„Albowiem nie ufać osądowi i uczciwości kogoś, kto ma ogólną renomę w wykształceniu, nigdy jak dotąd nie skażoną, a także nie uznawać go za godnego do kształtowania swego umysłu bez opiekuna lub egzaminatora, ażeby nie wywołał on schizmy lub zepsucia, jest największą nieprzyjemnością i niegodziwością dla wolnego i poznającego ducha” - pisał John Milton w Areopaginice (fragment w tłumaczeniu dr hab. Mikołaja Domaradzkiego). Choć z cenzurą walczył już Sokrates i w imię tej walki oddał życie, to właśnie Milton jako pierwszy wskazał na niebezpieczeństwo, polegające na tym, że oficjalna cenzura może prowadzić do czegoś jeszcze bardziej niebezpiecznego: autocenzury.
Chilling effect, czyli nawet nieświadomą autocenzurę może powodować strach przed konsekwencjami prawnymi, zarówno opisanymi w osławionym art. 212 Kodeksu karnego (więzienie grożące za zniesławienie), jak i odpowiedzialnością cywilną. Znamiennym jest, że przedstawiciele władzy i biznesu nie wahają się by stosować legalne środki prawne, w celu zamknięcia ust prasie.
O ile prasa ogólnopolska i jest jeszcze w miarę bezpieczna, to dla lokalnych redakcji, często zależnych od ogłoszeniodawców związanych z lokalnymi władzami, czy przedsiębiorcami widmo procesu sądowego może oznaczać być albo nie być.
Kilka lat temu szeroki echem odbiła się sprawa, w której burmistrz Mosiny Zofia Springer wniosła prywatny akt oskarżenia przeciwko blogerowi Łukaszowi Kasprowiczowi, krytykującemu w swoich artykułach działania władz miasta i gminy. Bloger został skazany na karę 10 miesięcy ograniczenia wolności, orzeczono wobec niego także zakaz wykonywania zawodu. Pytanie jak, ten wyrok mógł wpłynąć na innych dziennikarzy lub blogerów, którzy chcieliby patrzeć władzom na ręce.

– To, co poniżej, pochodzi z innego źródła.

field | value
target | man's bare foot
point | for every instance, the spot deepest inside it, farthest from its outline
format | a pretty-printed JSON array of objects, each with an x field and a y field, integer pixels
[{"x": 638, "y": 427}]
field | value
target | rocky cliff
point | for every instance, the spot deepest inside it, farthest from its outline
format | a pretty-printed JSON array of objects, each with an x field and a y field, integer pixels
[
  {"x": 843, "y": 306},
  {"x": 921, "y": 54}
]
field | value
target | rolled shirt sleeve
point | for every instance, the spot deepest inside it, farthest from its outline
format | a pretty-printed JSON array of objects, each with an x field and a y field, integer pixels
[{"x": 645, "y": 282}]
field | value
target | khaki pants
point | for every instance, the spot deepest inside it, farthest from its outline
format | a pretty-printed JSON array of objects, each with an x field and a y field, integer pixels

Naciski na lokalne redakcje, prowadzące do autocenzury, przybierają także inne formy. Lokalny tygodnik przygotowywał tekst, w którym miały znaleźć się zeznania syna burmistrza Radzynia Podlaskiego. Możecie pisać, ale się to wam nie opłaci - miał grozić dziennikarzom syn burmistrza. Jest on właścicielem budynku, w którym mieści się redakcja. W dniu ukazania się artykułu wypowiedział jej umowę najmu. Dla małej lokalnej redakcji taka decyzja to de facto likwidacja i jasny sygnał dla innych: nie zadzieraj z władzą, oni stracili siedzibę, na ciebie też znajdziemy sposób.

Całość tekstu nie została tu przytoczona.